Repeat after me:
Software is never truly finished. It's always in a state of constant change and evolution. From improving efficiency, security updates, and enhancing user experience, to fixing inevitable bugs, it never stops changing.
This constant change is not without its challenges though.
Picking the "right" software architecture, for example, is like picking the right battles and then managing the trade-offs. It can almost always be improved mainly because business requirements and specs change.
People always bring up examples trying to reason about software development that everybody can relate to. Examples such as, software is like building a car because everybody can understand what a car is. First, building the wheels, then the engine, and chassis, and finally putting it all together.
But software is not at all built like a car because people know exactly how a car should look and how it should work while in software development there's always a big unknown.

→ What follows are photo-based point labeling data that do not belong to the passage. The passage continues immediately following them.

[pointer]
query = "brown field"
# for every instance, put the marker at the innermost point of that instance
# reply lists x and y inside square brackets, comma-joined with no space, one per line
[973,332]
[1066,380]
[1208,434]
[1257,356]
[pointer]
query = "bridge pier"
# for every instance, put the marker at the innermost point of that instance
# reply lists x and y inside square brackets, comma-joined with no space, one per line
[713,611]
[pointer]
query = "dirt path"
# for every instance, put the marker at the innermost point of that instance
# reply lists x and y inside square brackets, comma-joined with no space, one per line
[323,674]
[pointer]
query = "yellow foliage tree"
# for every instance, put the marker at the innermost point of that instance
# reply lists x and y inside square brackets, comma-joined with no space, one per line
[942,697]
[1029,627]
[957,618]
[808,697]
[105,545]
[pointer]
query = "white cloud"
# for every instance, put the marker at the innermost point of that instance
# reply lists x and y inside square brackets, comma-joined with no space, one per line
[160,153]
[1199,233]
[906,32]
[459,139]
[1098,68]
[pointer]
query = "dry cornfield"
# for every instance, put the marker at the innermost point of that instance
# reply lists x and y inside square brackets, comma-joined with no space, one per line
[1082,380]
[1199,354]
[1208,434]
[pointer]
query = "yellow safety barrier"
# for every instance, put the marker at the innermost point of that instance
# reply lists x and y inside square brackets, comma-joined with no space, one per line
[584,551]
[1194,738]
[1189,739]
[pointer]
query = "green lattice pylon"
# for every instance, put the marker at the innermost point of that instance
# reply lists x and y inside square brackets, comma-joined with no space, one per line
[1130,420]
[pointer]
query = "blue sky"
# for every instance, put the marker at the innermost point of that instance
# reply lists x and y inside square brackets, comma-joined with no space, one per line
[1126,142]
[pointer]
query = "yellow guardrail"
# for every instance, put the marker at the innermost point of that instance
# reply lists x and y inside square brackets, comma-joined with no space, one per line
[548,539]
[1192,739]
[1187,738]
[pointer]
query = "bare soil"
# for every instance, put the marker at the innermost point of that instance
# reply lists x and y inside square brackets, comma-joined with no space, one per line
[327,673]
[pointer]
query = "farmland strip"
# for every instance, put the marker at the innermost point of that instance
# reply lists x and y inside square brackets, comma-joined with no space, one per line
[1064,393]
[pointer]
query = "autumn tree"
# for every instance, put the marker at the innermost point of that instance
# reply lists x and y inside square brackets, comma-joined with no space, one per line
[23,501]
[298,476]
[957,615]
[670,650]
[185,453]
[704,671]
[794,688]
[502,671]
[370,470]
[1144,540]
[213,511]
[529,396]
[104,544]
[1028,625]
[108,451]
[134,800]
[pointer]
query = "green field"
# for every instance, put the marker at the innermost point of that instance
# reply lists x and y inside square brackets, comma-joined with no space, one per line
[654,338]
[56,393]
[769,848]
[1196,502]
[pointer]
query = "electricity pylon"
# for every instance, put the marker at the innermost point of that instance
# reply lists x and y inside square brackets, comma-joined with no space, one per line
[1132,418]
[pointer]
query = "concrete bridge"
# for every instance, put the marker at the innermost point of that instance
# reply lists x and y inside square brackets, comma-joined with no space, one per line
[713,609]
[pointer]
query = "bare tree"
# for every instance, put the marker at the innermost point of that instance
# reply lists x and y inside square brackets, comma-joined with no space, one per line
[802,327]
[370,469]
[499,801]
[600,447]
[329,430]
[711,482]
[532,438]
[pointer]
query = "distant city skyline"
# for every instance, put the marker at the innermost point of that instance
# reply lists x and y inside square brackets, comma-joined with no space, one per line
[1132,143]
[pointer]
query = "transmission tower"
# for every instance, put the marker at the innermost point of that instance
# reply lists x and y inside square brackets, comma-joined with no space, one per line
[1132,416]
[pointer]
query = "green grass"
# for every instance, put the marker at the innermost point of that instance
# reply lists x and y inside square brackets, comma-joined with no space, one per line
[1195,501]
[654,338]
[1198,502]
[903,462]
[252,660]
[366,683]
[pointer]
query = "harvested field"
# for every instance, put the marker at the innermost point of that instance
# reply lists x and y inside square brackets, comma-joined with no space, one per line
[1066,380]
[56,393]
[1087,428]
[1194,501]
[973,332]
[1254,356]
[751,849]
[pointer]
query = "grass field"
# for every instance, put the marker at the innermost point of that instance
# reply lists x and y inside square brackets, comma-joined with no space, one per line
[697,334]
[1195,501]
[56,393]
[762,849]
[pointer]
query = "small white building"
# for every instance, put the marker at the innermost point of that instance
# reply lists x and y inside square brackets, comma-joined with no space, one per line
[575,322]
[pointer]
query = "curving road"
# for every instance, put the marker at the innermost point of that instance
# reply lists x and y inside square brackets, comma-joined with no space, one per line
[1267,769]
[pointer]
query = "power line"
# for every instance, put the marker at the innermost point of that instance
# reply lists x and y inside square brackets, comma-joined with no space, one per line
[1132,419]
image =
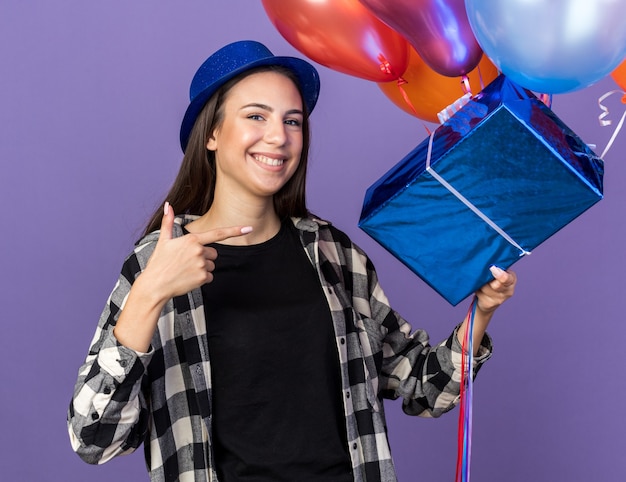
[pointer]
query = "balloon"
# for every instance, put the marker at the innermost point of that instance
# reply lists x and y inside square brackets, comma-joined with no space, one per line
[619,75]
[551,46]
[439,31]
[342,35]
[430,92]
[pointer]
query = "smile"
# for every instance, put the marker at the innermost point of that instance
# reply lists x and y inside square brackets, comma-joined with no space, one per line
[268,160]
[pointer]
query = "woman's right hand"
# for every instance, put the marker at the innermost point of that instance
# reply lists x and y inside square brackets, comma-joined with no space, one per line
[177,266]
[181,264]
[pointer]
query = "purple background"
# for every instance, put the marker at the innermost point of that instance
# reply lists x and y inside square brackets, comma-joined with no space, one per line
[91,98]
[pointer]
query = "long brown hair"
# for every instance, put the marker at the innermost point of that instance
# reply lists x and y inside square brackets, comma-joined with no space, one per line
[194,187]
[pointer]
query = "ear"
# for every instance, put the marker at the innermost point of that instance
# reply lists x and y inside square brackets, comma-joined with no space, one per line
[211,144]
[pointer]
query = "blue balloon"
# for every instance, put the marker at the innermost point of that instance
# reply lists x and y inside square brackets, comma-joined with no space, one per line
[551,46]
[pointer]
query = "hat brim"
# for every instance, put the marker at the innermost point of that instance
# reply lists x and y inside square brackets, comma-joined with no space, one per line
[307,76]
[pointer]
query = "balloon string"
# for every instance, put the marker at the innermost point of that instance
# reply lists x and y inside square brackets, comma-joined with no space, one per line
[480,77]
[607,122]
[464,440]
[401,82]
[465,84]
[546,99]
[385,66]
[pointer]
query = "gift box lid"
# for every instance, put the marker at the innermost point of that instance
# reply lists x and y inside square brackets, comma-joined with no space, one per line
[489,185]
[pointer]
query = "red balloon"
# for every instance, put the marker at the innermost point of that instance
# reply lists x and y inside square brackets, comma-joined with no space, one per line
[439,31]
[342,35]
[619,75]
[424,93]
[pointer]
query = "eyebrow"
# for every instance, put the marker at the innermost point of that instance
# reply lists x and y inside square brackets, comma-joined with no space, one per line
[270,109]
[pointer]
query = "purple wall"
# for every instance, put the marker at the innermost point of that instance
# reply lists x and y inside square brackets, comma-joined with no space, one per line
[91,98]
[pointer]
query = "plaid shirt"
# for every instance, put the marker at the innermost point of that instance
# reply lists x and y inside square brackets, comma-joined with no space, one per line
[163,398]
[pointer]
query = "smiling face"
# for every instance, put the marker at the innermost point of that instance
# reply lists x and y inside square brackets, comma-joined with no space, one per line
[259,141]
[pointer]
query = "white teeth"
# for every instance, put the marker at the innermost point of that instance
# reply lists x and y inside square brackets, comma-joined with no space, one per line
[269,161]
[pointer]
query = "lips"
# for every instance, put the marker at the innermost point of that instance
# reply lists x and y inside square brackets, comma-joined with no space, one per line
[270,161]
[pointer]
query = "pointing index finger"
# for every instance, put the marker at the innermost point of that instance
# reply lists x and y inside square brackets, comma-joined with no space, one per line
[220,234]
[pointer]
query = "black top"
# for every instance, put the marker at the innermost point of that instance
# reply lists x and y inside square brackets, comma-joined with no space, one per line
[277,408]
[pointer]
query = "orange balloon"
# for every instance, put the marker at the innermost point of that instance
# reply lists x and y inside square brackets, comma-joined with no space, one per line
[619,75]
[429,92]
[342,35]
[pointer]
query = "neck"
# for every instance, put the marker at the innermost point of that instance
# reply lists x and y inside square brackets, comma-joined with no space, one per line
[261,217]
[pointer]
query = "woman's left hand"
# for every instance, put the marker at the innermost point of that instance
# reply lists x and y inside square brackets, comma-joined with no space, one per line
[493,294]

When thinking about a software project and developing it, there are always some elements that were never built before and it's always unique to that particular software project; I'm not talking about implementing a login screen for example but the overall project and how all the various elements should work together.
Developing a feature to work in a particular way is not a guarantee that's how users will use it or if they will use it at all. It's like building a car to be driven on the road, but users would like to fly with it.
The most important property of a program is whether it accomplishes the intention of its user -- Charles Antony Richard Hoare
There's a saying among software developers that in the first iteration of developing a feature you learn about the problem, then in the second iteration you implement the solution, and in the third iteration you improve its performance.
This is why sometimes you "win" by implementing a particular feature and that feature is well aligned with user requirements, and sometimes that feature implementation turns out to be a "trade-off" between expectation and reality that eventually must be aligned to move forward.